Falah-e-Insaniat Foundation
- Formation: 1990; 36 years ago
- Founder: Hafiz Muhammad Saeed
- Defunct: 2019
- Focus: jihadism, militancy in Kashmir
- Headquarters: Lahore, Pakistan
- Region served: Pakistan
- Method: Donations and Grants
- Website: devotedtohumanity.org (The website has been blocked by Government of Pakistan and is no longer operational)

= Falah-e-Insaniat Foundation =

Pakistani charity organization

Falah-e-Insaniat Foundation (FIF) was a charity organization established by Jamat-ud-Dawa and was based in Pakistan. In 2019, the Government of Pakistan banned the organization.

It was founded in 1990 by Hafiz Muhammad Saeed and was based in Lahore, Pakistan.

It belongs to Ahl-i Hadith school of thought of Sunni Islam.

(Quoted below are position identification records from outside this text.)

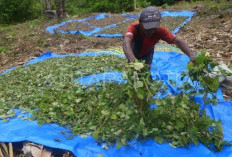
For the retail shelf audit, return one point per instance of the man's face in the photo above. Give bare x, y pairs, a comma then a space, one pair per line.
149, 32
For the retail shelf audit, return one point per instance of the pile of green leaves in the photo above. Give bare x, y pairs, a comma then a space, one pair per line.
109, 112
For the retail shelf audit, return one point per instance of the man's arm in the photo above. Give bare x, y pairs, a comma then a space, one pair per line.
128, 49
184, 47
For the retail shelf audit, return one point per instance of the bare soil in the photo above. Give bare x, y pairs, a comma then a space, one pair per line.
74, 26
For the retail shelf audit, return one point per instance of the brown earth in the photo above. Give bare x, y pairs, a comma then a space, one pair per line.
74, 26
210, 29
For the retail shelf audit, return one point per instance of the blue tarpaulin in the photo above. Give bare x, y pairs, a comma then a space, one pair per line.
96, 31
166, 66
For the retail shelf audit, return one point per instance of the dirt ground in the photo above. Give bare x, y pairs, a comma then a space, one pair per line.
210, 29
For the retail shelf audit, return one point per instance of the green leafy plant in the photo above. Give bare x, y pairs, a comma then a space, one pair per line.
113, 112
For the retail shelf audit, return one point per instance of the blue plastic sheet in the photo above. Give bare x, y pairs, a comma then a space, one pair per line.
96, 31
165, 67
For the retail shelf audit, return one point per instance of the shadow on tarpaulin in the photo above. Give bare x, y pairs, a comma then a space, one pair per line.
167, 68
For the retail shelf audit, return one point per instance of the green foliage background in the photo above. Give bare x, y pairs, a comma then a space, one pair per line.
12, 11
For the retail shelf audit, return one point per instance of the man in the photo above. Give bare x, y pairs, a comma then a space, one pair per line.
141, 37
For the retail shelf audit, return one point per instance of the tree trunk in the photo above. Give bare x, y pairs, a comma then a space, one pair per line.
42, 7
134, 4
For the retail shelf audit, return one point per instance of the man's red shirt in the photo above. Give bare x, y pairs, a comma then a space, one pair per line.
147, 43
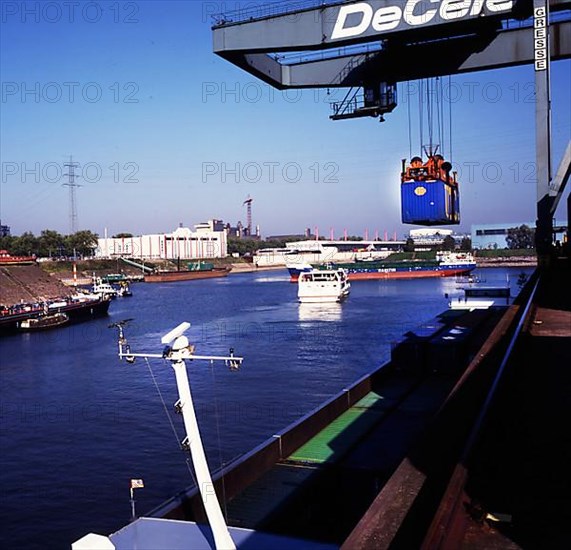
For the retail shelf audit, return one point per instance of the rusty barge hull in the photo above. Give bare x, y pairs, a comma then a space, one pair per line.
175, 276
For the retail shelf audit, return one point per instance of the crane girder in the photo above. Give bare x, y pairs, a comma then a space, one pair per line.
435, 47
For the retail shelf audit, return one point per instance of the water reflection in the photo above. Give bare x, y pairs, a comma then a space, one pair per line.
320, 312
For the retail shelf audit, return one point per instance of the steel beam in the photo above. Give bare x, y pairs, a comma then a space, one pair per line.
542, 45
403, 62
328, 26
557, 187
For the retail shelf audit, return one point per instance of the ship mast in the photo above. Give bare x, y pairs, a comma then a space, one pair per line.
177, 351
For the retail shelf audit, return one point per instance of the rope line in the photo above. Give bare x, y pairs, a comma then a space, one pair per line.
217, 416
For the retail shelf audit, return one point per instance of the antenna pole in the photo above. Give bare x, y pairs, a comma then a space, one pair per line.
72, 186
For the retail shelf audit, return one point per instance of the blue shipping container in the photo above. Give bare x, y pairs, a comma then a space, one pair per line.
432, 202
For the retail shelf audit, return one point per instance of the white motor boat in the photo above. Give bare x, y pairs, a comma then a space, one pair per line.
323, 285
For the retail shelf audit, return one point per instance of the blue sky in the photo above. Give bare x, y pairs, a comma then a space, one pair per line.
167, 132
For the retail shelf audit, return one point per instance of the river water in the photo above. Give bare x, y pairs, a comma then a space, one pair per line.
76, 424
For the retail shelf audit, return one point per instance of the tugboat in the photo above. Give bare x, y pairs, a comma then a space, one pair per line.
44, 322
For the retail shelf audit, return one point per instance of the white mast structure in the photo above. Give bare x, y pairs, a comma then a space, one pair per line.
177, 350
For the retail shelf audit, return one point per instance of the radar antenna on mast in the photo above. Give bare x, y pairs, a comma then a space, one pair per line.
177, 350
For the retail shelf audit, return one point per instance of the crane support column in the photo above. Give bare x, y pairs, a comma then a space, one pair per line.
544, 225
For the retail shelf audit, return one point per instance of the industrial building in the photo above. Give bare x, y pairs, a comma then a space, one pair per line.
493, 235
208, 240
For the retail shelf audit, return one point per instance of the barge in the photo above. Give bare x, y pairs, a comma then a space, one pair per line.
446, 264
195, 270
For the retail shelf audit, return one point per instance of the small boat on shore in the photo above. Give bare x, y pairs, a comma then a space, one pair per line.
482, 297
6, 259
44, 322
103, 289
195, 270
322, 286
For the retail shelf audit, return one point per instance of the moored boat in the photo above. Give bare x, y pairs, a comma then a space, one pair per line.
446, 264
77, 308
482, 297
7, 259
44, 322
323, 285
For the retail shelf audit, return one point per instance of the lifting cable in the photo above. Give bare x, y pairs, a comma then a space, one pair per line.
408, 100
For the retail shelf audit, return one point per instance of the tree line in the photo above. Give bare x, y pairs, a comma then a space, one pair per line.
51, 244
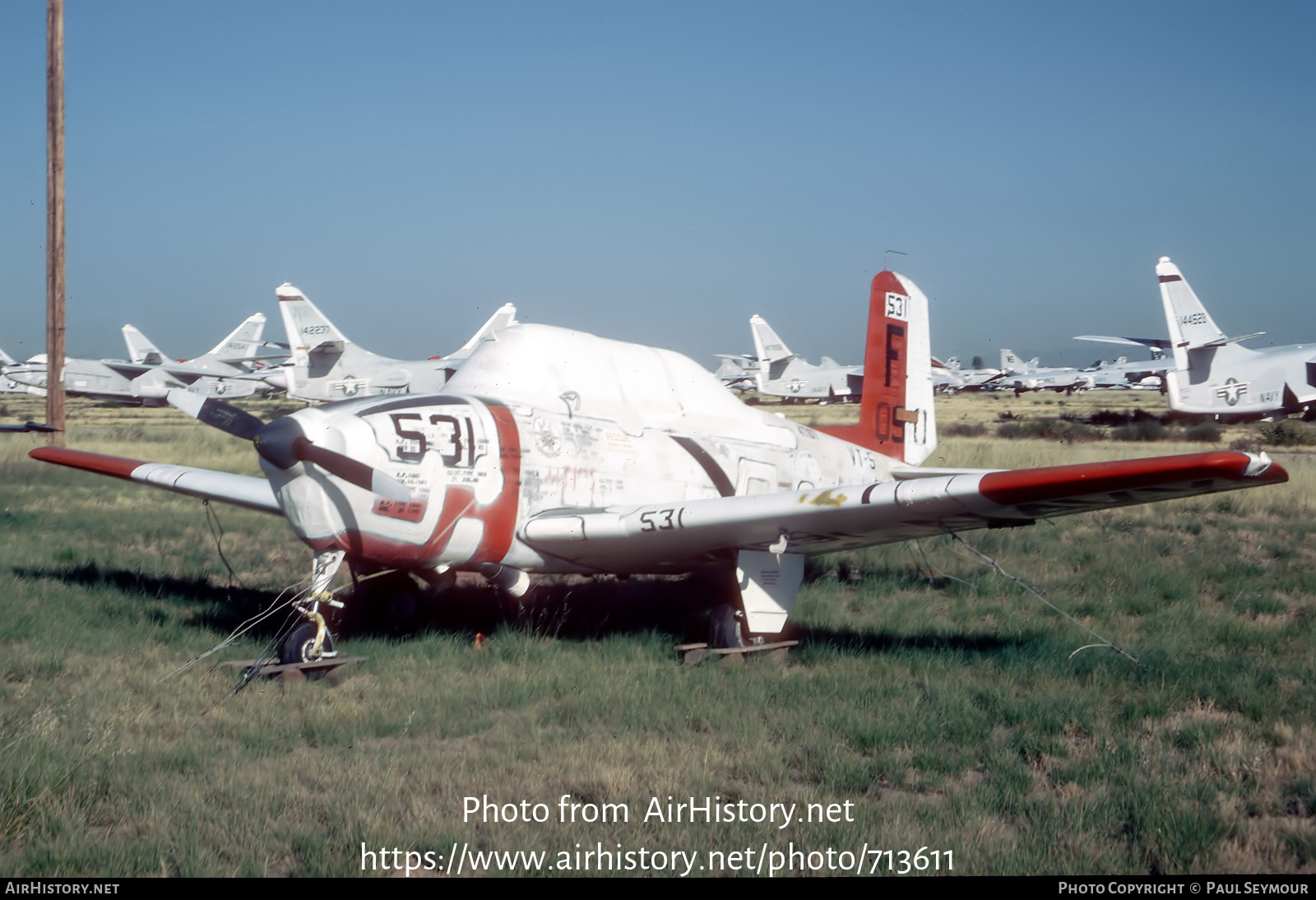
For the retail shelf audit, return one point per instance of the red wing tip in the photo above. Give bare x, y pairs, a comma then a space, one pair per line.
92, 462
1052, 482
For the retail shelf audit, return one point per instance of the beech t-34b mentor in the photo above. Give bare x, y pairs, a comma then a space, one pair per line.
554, 452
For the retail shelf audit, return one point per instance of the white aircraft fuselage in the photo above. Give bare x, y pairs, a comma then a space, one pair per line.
557, 443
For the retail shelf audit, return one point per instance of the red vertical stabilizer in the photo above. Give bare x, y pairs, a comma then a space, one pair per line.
895, 410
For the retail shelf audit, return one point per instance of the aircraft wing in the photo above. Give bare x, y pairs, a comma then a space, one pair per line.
1135, 342
206, 483
885, 512
30, 427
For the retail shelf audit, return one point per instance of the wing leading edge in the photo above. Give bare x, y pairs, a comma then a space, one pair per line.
206, 483
885, 512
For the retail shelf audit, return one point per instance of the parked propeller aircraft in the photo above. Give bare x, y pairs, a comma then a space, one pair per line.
151, 375
1214, 374
554, 452
327, 366
782, 374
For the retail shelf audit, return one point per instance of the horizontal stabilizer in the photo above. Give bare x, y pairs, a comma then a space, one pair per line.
1138, 342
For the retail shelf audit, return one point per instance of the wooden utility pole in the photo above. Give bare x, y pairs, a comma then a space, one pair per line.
56, 219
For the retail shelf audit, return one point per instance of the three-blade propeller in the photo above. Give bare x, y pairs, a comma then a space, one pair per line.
283, 443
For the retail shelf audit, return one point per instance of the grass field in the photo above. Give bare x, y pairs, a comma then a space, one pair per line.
934, 698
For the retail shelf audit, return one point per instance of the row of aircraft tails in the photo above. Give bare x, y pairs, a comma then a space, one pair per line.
1206, 373
1199, 368
317, 364
550, 452
776, 373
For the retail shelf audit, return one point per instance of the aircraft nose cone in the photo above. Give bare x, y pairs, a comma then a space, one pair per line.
276, 443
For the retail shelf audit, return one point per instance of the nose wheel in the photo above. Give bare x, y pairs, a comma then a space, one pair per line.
300, 645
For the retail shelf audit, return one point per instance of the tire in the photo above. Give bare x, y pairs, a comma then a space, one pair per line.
727, 628
296, 647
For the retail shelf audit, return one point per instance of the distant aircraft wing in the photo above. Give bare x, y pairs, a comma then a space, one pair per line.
30, 427
206, 483
1136, 342
885, 512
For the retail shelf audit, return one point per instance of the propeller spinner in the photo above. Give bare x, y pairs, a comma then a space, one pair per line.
283, 443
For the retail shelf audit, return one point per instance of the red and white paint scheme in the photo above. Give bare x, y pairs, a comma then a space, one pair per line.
558, 452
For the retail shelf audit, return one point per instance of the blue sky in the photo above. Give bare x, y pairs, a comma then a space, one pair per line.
658, 173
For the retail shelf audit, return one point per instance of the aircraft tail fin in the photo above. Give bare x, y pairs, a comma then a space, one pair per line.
241, 345
141, 350
1010, 362
504, 316
1190, 324
772, 351
309, 331
897, 416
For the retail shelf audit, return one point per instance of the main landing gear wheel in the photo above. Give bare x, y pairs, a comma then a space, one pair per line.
299, 645
727, 628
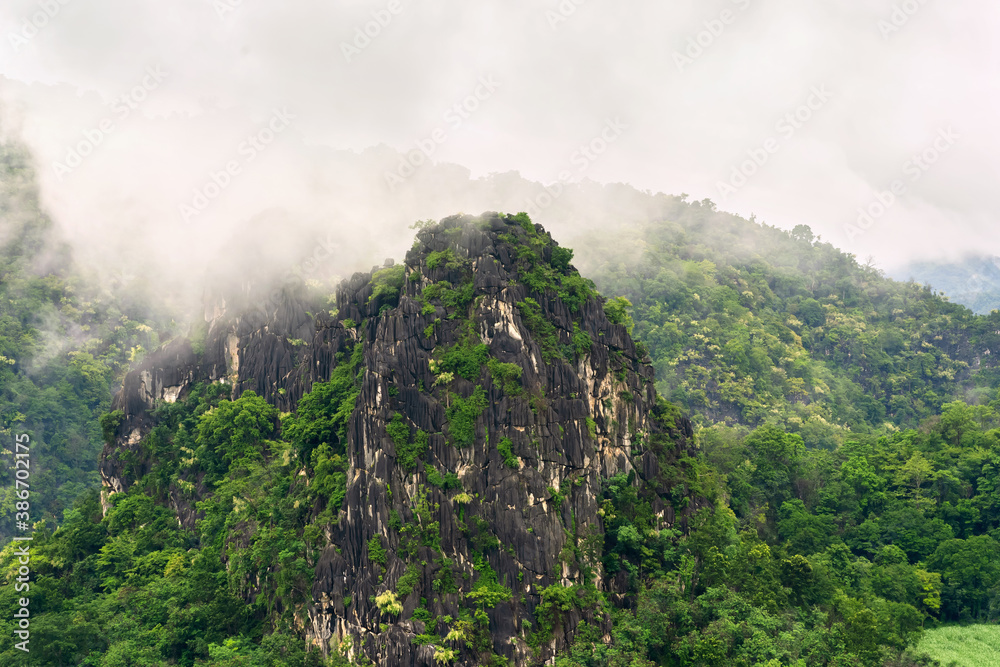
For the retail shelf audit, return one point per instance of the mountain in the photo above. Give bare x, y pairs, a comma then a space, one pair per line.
458, 471
747, 323
462, 459
974, 282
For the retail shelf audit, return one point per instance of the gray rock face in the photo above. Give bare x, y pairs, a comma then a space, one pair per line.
526, 505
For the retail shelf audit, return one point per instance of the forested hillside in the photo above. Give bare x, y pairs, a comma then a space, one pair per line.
462, 458
747, 324
972, 281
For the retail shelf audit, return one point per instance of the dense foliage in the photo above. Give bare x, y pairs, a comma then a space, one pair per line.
849, 447
747, 323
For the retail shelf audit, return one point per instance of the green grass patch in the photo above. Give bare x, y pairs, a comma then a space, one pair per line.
964, 646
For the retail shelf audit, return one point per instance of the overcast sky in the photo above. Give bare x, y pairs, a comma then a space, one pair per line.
833, 101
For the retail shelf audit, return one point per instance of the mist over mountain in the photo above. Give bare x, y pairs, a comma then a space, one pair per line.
974, 281
499, 334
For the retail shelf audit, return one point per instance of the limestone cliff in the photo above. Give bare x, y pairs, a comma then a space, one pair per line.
496, 398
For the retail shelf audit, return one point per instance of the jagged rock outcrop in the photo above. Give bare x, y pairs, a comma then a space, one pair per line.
496, 398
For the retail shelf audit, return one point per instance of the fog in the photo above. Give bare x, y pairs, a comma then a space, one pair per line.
252, 135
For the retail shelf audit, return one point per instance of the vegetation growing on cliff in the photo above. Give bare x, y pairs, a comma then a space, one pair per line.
824, 536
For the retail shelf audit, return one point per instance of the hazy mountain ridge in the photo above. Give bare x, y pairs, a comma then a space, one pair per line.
973, 282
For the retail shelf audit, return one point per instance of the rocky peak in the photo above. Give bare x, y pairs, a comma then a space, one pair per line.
495, 398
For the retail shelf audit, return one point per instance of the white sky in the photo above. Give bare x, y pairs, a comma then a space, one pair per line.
228, 67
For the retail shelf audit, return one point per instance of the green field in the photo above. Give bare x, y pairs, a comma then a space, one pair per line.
968, 646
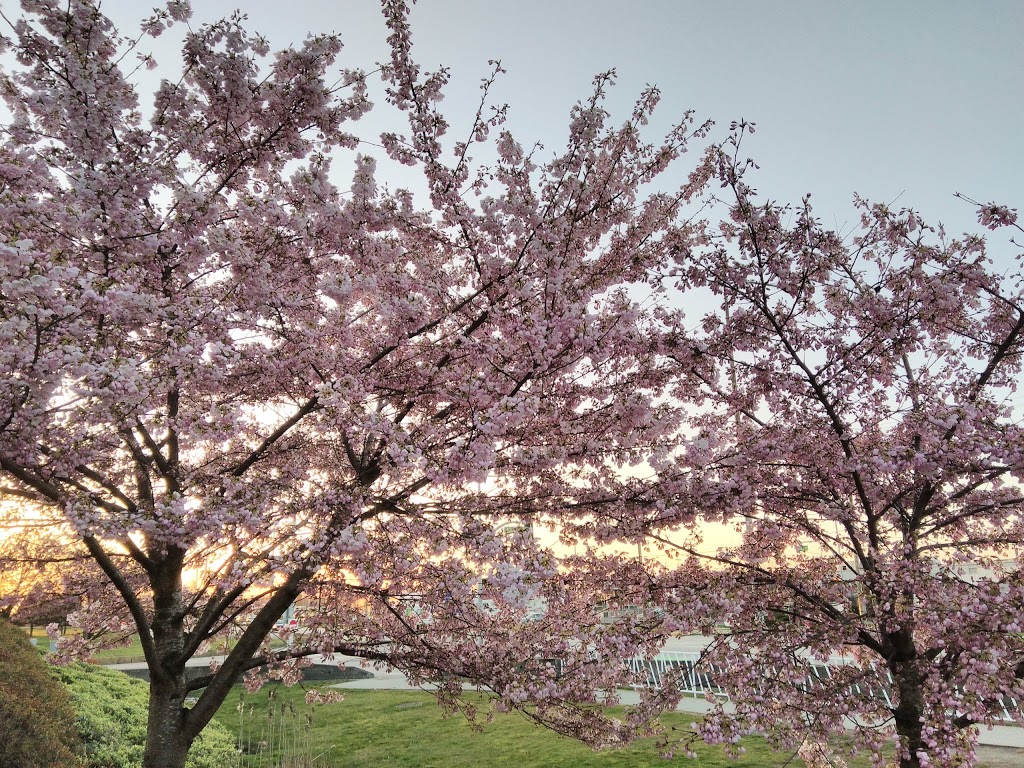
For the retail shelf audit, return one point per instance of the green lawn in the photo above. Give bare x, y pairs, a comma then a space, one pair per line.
408, 730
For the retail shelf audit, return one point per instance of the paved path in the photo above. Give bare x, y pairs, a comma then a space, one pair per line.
998, 735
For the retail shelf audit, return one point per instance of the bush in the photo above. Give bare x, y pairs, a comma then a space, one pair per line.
37, 722
112, 714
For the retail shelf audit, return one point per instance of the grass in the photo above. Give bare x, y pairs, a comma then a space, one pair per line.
406, 729
132, 650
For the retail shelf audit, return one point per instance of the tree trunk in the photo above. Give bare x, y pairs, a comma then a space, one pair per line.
166, 740
909, 711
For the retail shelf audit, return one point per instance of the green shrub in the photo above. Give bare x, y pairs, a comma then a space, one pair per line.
37, 722
112, 715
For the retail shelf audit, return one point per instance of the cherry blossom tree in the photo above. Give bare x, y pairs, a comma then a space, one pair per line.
855, 412
238, 382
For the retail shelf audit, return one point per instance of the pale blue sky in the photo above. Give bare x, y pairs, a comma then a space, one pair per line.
908, 99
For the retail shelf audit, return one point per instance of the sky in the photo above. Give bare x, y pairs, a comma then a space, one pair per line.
904, 102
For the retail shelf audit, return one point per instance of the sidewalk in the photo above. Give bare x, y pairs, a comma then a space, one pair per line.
998, 735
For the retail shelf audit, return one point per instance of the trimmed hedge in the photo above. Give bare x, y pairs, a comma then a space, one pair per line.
112, 715
37, 722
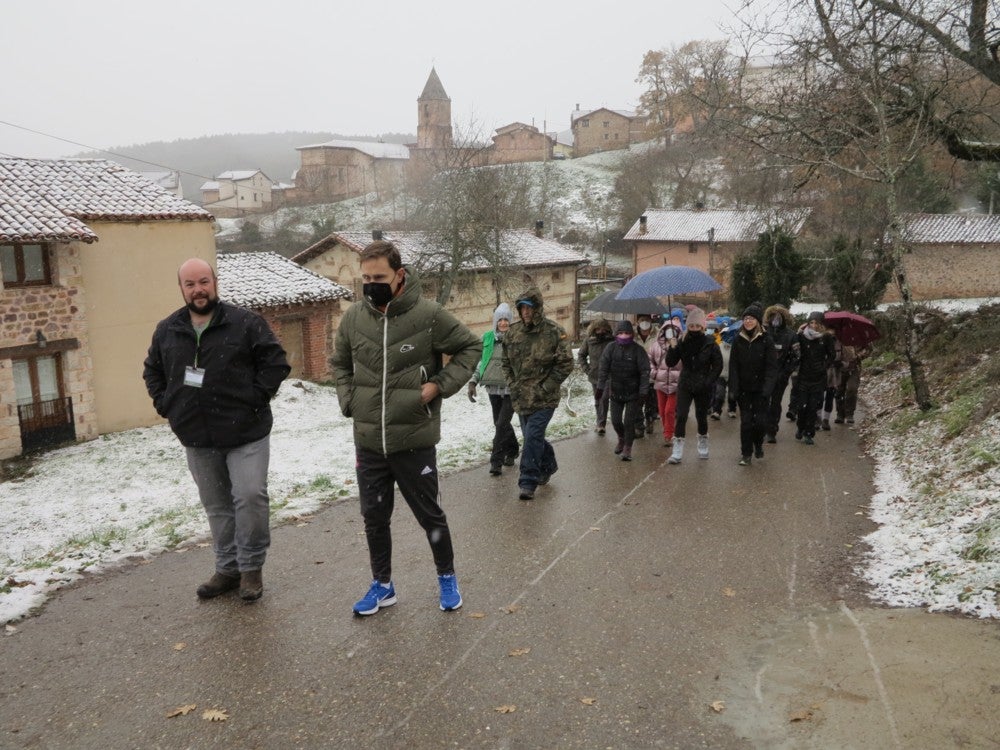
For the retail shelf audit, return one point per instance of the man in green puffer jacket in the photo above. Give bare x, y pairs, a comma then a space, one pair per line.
536, 360
388, 365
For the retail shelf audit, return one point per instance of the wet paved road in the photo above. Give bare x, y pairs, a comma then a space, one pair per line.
611, 612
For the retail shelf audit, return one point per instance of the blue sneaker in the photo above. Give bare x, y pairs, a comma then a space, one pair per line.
378, 596
450, 598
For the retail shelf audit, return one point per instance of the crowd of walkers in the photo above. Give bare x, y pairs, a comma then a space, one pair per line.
650, 372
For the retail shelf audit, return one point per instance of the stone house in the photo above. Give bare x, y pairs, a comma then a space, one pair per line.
301, 306
605, 130
341, 169
89, 252
518, 142
533, 261
707, 239
950, 256
237, 193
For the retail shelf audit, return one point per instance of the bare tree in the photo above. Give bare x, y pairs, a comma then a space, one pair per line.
467, 208
857, 91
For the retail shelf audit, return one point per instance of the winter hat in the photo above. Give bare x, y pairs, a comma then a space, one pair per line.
696, 317
755, 311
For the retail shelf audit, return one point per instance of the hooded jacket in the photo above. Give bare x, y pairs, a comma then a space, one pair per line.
784, 340
664, 377
382, 359
243, 362
489, 373
752, 366
624, 371
702, 361
536, 358
589, 355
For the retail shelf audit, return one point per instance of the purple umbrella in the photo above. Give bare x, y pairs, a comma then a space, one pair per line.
667, 281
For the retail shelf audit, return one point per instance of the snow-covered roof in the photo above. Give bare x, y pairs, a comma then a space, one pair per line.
167, 179
577, 114
372, 148
267, 279
48, 200
930, 229
238, 174
729, 225
521, 246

On 21 February 2019, the National Security Committee (NSC) of Pakistan decided to proscribe Jamat ud Dawa (JuD) and Falah-e-Insaniat Foundation (FIF) under Schedule I of the Anti-Terrorism Act 1997. A formal proscription order was issued by the Ministry of Interior on 6 June 2019. The NCS also decided to expedite implementation of the National Action Plan against terrorism throughout the country against all proscribed and UN designated organizations. As part of these efforts, the Federal Government issued the United Nations Security Council (Freeze & Seizure) Order 2019. The objective of the order was to streamline the procedure for implementation of Security Council Sanctions against designated individuals and entities in Pakistan. The introduction of this new law helped to ensure strict compliance with UNSC Sanctions, especially the implementation of targeted financial sanctions against FiF and JuD. Accordingly, in March 2019, on the directives of the Federal Government, all provincial governments in Pakistan seized or took over administrative control of hundreds of establishments run by Jamaat ud Dawa (JuD) and Falah-i-Insaniat Foundation (FIF). Most of these facilities were related to wide humanitarian network of JuD and FiF, including schools, hospitals, madaris, colleges, dispensaries ambulances, and others.